Among the Singaporean cases is a 22-year-old male student (Case 41884) who was tested as part of the ministry’s proactive screening of students at Institutes of Higher Learning who are diagnosed with acute respiratory infection (ARI) at first presentation to a doctor. “He is a student at Nanyang Technological University, but has not gone to the university since early April 2020,” the MOH said.

The remaining Singaporean case (Case 42115), a 58-year-old man, and the permanent resident one (Case 41956), a 33-year-old man, were detected due to the MOH’s proactive surveillance of persons working or living at dormitories. They were asymptomatic.

All seven work pass or work permit holders were tested even though they are asymptomatic, the ministry said. “Among them, two (Cases 42003 and 42100) had been identified as contacts of previously confirmed cases, and had already been quarantined at government quarantine facilities. They were swabbed during quarantine to verify their status,” the MOH said. “Another three cases (Cases 42098, 42112 and 42116) were tested as part of our efforts to screen workers in essential services. The remaining two cases (Cases 42113 and 42114) were detected through our proactive screening of persons working at dormitories.”

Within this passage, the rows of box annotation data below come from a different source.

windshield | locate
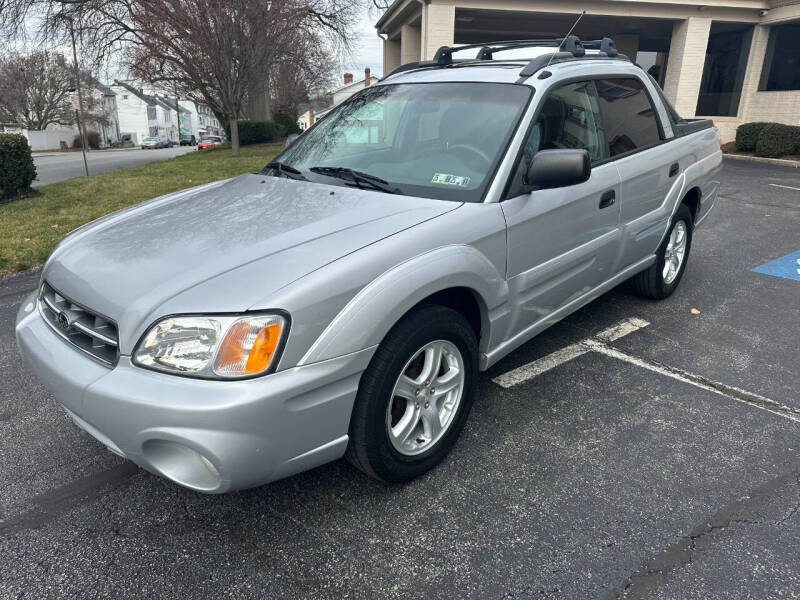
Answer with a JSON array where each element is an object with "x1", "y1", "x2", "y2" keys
[{"x1": 276, "y1": 83, "x2": 531, "y2": 202}]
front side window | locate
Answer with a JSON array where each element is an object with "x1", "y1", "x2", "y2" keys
[
  {"x1": 523, "y1": 81, "x2": 606, "y2": 169},
  {"x1": 595, "y1": 77, "x2": 661, "y2": 157},
  {"x1": 276, "y1": 82, "x2": 531, "y2": 202},
  {"x1": 759, "y1": 23, "x2": 800, "y2": 92}
]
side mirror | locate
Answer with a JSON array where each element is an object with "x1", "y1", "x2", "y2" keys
[
  {"x1": 283, "y1": 133, "x2": 300, "y2": 148},
  {"x1": 525, "y1": 150, "x2": 592, "y2": 190}
]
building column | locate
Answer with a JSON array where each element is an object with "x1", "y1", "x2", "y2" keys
[
  {"x1": 422, "y1": 4, "x2": 456, "y2": 60},
  {"x1": 383, "y1": 39, "x2": 402, "y2": 75},
  {"x1": 400, "y1": 25, "x2": 422, "y2": 65},
  {"x1": 614, "y1": 33, "x2": 639, "y2": 62},
  {"x1": 664, "y1": 17, "x2": 711, "y2": 118}
]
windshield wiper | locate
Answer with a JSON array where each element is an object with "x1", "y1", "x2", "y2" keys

One new cluster was announced – a dormitory at 242 Woodlands Industrial Park E5.

Dozens of clusters linked to foreign worker dorms have been identified thus far, including Singapore’s largest cluster of 2,766 cases linked to S11 Dormitory@Punggol, followed by Sungei Tengah Lodge with 2,044 cases, Jurong Penjuru Dormitory with 1,771 cases, Cassia @ Penjuru with 1,464 cases, and Tuas View Dormitory with 1,407 cases.

These dorms, the top five clusters with the highest number of cases here, account for some 24 per cent of the total 39,439 infected workers living in dorms. Some 400,000 such workers live in dorms here.

Cases on 21 June (Table: Ministry of Health)

Over 34,900 patients have recovered

With 718 more patients discharged from hospitals or community isolation facilities on Sunday, 34,942 cases have fully recovered from the infection.

Most of the 179 hospitalised cases are stable or improving, while one is in critical condition in the intensive care unit.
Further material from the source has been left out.